- Born: 1979
- Occupation: Film director

= Jarrett Schaefer =

American film director and screenwriter (born 1979)

Jarrett Schaefer (born 1979) is an American film director and screenwriter. His feature debut, Chapter 27 (2007), premiered and received substantial media and critical attention at the 2007 Sundance Film Festival.

==Biography==
Born on a U.S. Air Force base in Germany but raised in the United States, Schaefer studied film writing at University of Southern California, in Los Angeles, California. After graduating, he worked as an editor at Fade In magazine and as a videostore clerk while writing scripts and poetry in his spare time.

Schaefer made his feature-length debut in 2007 with Chapter 27, a biographical film depicting the murder of John Lennon by Mark David Chapman. It takes place in December 1980, and is intended to be an exploration of Chapman's psyche. The script took Schaefer four years to write, but when it was finished, the film came together quickly. With the help of producers Alexandra Milchan and Robert Salerno, Schaefer cast Jared Leto as Mark David Chapman.

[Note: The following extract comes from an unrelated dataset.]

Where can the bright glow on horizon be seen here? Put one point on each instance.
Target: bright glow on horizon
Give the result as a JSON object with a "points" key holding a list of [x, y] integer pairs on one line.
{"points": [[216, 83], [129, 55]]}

Chapter 27 premiered at the 2007 Sundance Film Festival where it received polarized reactions from critics. It later went into limited theatrical release in the United States on March 28, 2008. Chapter 27 was cited as one of the most controversial films of 2007. The film received substantial accolades from critics who praised the depiction of the mental state of Mark David Chapman in the days leading up the murder of John Lennon in December 1980. It won the Debut Feature Prize for Schaefer at the Zurich Film Festival.